I love reading, but I've always found it hard to appreciate poetry. I read too fast, and it's difficult to slow down and let the words sink in. That's starting to change, thanks to bloggers like Ali and Nicole. I've also been inspired by Tony Reinke's encouragement to read Christian poetry to kindle spiritual reflection.
One of the few things my son Ben wants to do when he has a migraine is to listen to me read, so once or twice we've read poems together. Some are from our old copy of The Norton anthology of poetry, others from A sacrifice of praise, an anthology of Christian poetry. If you want to get to know and appreciate Christian poetry, this is a wonderful place to start (I bought it Reinke's recommendation in Lit!, the book I've been blogging through recently).
Where do you turn when you want to read a Christian poem to your son? My first choice was God's Grandeur by Gerard Manley Hopkins (1844-1889), an English Catholic poet. This poem echoes uncannily in my mind, no doubt because my mum used to quote from it, especially the last two lines: she was an English teacher, and is far more poetry-buffish than me.
Like every poem, if you want to enjoy this, try reading it slowly and out loud. Read it again. Read it to someone else. Let the images sing to you of how God's glory still shines from his crushed and broken world. I want to commit this poem to memory so, next time I watch the sun rise over our back verandah, I'll remember how, in and after darkness, "the Holy Ghost over the bent / World broods with warm breast and with ah! bright wings".

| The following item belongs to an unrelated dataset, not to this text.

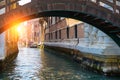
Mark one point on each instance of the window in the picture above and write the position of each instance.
(75, 31)
(55, 34)
(59, 34)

The world is charged with the grandeur of God.
It will flame out, like shining from shook foil;
It gathers to a greatness, like the ooze of oil
Crushed. Why do men then now not reck his rod?
Generations have trod, have trod, have trod;
And all is seared with trade; bleared, smeared with toil;
And wears man’s smudge and shares man’s smell: the soil
Is bare now, nor can foot feel, being shod.
And for all this, nature is never spent;
There lives the dearest freshness deep down things;
And though the last lights off the black West went
Oh, morning, at the brown brink eastward, springs—
Because the Holy Ghost over the bent
World broods with warm breast and with ah! bright wings.